M Knight Shyamalan is not one to shy away from involving a twist or two in his films. Back in 2016, he shocked the whole world with the ending to Split, a film that seemed to standalone from all his other films. That was until Bruce Willis’ David Dunn, a character from his 2000 film Unbreakable made an appearance. It shocked me massively and left me with great levels of anticipation for Glass, a sequel to both films.
Reuniting David Dunn (Bruce Willis) and Elijah Price (Samuel L. Jackson), and introducing them to Kevin Wendell Crumb (James McAvoy) sees events unfold in Glass. With Dunn in pursuit of Crumb and his multiple personalities, Price a.k.a. Mr Glass may hold secrets of both their respective pasts.
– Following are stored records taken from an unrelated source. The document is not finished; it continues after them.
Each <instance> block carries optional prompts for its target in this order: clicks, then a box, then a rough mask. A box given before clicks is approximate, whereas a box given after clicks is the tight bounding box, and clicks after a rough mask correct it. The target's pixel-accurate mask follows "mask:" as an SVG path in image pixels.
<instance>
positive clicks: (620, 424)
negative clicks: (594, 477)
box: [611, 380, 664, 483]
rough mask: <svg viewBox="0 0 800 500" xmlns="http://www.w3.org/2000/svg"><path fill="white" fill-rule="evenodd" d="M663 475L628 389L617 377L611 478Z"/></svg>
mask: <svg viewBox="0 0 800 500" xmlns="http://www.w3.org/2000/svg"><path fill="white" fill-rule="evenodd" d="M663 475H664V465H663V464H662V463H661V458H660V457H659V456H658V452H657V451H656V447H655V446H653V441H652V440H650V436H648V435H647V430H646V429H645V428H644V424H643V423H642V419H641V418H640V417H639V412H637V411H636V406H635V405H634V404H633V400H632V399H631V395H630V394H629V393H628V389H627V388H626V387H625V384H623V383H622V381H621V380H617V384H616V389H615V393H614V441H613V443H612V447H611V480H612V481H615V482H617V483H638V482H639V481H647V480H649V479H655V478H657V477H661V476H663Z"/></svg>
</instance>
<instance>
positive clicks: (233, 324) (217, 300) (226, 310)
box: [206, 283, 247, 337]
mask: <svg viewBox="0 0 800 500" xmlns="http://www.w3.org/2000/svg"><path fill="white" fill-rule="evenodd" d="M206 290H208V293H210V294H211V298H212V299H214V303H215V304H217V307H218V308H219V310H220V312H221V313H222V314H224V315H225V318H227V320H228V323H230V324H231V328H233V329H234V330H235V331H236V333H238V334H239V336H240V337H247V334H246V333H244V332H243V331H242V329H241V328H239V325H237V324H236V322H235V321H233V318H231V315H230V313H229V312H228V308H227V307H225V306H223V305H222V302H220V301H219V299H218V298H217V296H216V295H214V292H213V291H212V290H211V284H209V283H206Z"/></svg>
Shyamalan’s Glass sees two big ideas spread across two films culminate in a finale fitting to the director’s past of twisting and turning right until the very last frame. His writing is electric for the first half of the film, exploring the current state-of-mind of each of the three who believe themselves to be superheroes. It’s as the film moves into its final act where things start to nearly turn catastrophically convoluted but Shyamalan manages to weave his way through a quite complex narrative rather well, resulting in a satisfying conclusion to his trilogy.
I always wondered how Shyamalan would make Glass work as a sequel to both Unbreakable and Split however, right from the off it just works, giving the film the perfect platform to push on and explore these characters further.
Coming to the performances, Glass has a returning trio who all deliver solid performances in roles that remain some of their best work. James McAvoy is, once again, scarily good as not just Kevin but the multiple personalities he possesses, possibly bettering his own performance in Split. Samuel L Jackson has a film of two halves for an actor and when he gets into gear, his villain is as menacing as he’s been before. Bruce Willis was the one who I was worried about, mainly because of his recent performances in films like Death Wish, where the lack of emotion derailed the film. With the flick of a switch though, Willis wakes up and proves in Glass that he can deliver a performance when needed.
Sarah Paulson’s Dr Ellie Staple is a very welcome addition to the roster and it’s great to see Anya Taylor-Joy return as Casey Cooke, even if both eventually get lost amongst the heavy final act.
While Glass is a weaker film than both Unbreakable and Split, it still manages to provide this eccentric superhero trilogy with an ending that isn’t afraid to wear its heart on its sleeve. It may lose some but, for me, it shows Shyamalan is still not afraid to make a film the way he wants and, in today’s Hollywood, that’s something that should be applauded.